# 2017 UNM-PNM Statewide High School Mathematics Contest II Problems/Problem 10

## Problem

Newton’s method applied to the equation $f(x) = x^3-x$ takes the form of the iteration $x_{n+1} =x_n-\frac{(x_n)^3-x_n}{3{x_n}^2-1} , n = 0,1,2,\ldots$

(a) What are the roots of $f(x) = 0$?

(b) Study the behavior of the iteration when $x_0 > \frac{1}{\sqrt{3}}$ to conclude that the sequence $\{x_0,x_1,\ldots\}$ approaches the same root as long as you choose $x_0 > \frac{1}{\sqrt{3}}$. It may be helpful to start with the case $x_0>1$.

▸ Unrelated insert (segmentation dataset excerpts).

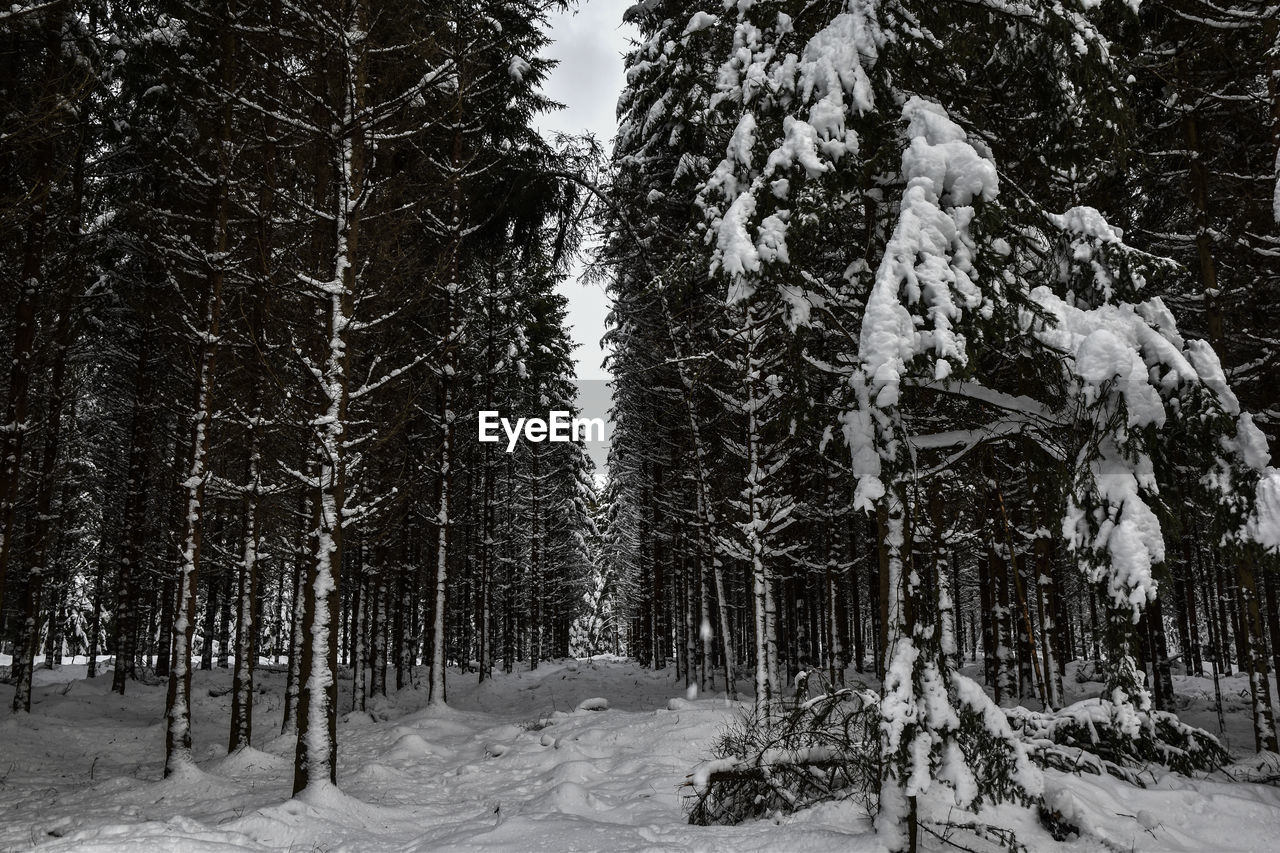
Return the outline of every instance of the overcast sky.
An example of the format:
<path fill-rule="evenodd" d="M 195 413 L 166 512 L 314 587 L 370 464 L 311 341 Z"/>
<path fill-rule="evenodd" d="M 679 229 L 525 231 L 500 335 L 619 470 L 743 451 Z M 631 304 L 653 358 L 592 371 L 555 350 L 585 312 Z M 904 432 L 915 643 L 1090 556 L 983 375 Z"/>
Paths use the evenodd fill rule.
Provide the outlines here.
<path fill-rule="evenodd" d="M 543 131 L 581 133 L 589 131 L 608 146 L 617 131 L 614 109 L 622 91 L 622 54 L 627 50 L 634 28 L 622 26 L 622 13 L 634 0 L 582 0 L 576 13 L 552 17 L 550 37 L 554 41 L 547 55 L 559 60 L 547 82 L 547 95 L 564 109 L 543 115 Z M 600 336 L 608 301 L 602 284 L 567 282 L 561 292 L 568 297 L 568 321 L 579 345 L 579 379 L 608 377 L 600 366 Z M 589 403 L 589 401 L 582 401 Z M 584 414 L 590 409 L 584 405 Z M 595 412 L 590 412 L 593 416 Z"/>

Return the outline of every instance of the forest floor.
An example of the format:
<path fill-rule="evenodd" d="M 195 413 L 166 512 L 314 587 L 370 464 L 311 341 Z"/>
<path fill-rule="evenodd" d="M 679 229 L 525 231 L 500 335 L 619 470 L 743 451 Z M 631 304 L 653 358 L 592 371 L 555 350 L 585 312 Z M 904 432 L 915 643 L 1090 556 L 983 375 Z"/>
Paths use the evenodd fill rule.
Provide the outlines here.
<path fill-rule="evenodd" d="M 0 660 L 0 666 L 6 665 Z M 851 674 L 852 675 L 852 674 Z M 780 850 L 879 845 L 852 802 L 739 826 L 690 826 L 681 785 L 741 706 L 690 698 L 672 672 L 595 658 L 547 663 L 483 685 L 451 672 L 449 707 L 404 689 L 339 722 L 342 793 L 289 799 L 291 738 L 278 738 L 283 675 L 260 670 L 255 743 L 225 754 L 227 670 L 195 674 L 200 770 L 161 780 L 164 686 L 84 678 L 83 665 L 40 670 L 32 713 L 0 721 L 0 850 Z M 349 707 L 349 681 L 344 685 Z M 1069 698 L 1100 684 L 1068 678 Z M 1222 681 L 1228 740 L 1252 760 L 1244 681 Z M 12 686 L 0 685 L 8 708 Z M 1181 716 L 1217 730 L 1212 681 L 1176 678 Z M 608 699 L 607 711 L 575 710 Z M 1256 761 L 1256 760 L 1254 760 Z M 1046 772 L 1069 792 L 1082 833 L 1053 841 L 1033 811 L 979 817 L 1030 850 L 1276 850 L 1280 788 L 1225 774 L 1156 772 L 1146 789 Z M 942 798 L 927 818 L 950 815 Z M 961 833 L 950 847 L 993 850 Z"/>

(c) Assume $-\alpha < x_0 < \alpha$. For what number $\alpha$ does the sequence always approach $0$?

(d) For $x_0 \in(\alpha,\frac{1}{\sqrt{3}})$ the sequence may approach either of the roots $\pm x^{*}$. Can you ﬁnd an (implicit) expression that can be used to determine limits $a_i$ and $a_{i+1}$ such that if $x0 \in (a_i,a_{i+1})$ then the sequence approaches $(-1)^i{x^{*}}$. Hint:$a_1 = \frac{1}{\sqrt{3}}, a_i > a_{i+1}$ and $a_i$ approaches $\frac{1}{\sqrt{5}}$ when $i$ becomes large.

## Solution

(a) The roots are $(-1,0,1)$.

(b) First consider $x_0 > 1$. Let $x_{n+1} = 1 + \epsilon$ and $x_n = 1 + \delta$ with $\delta > 0$. The iteration gives $0 <\frac{\epsilon}{\delta} < \frac{2}{3}$. Next consider $\frac{1}{\sqrt{3}} < x_0 < 1$. As the signs of the numerator and denominator in the rational part of the iteration does not change on the interval under consideration we ﬁnd that $x_1 > 1$. Finally, $x_0 = 1$ produces $x_1 = 1$.

To answer (c), rewrite the iteration as$x_{n+1} =-\frac{2(x_n)^3}{1-3(x_n)^2 }$, and note that for $0<=x_0 < \frac{1}{\sqrt{3}}$ the next iterate will be non-positive. Insisting that $-x_0 < x_1 <= 0$, so that $x_1$ will be closer to zero than $x_0$ gives the limiting case $x_1 =-x_0$, or $\alpha (1-3\alpha^2) =-2\alpha^3$, which has the solution $\alpha = \frac{1}{\sqrt{5}}$.

Finally the implicit recurrence in (d) is obtained by running Newton backwards $a_i-\frac{a_i^3-a_i}{3a_i^2-1}$ = $-a_{i-1}, a_1 = \frac{1}{\sqrt{3}},\ldots,a_{\infty}= \frac{1}{\sqrt{5}}$.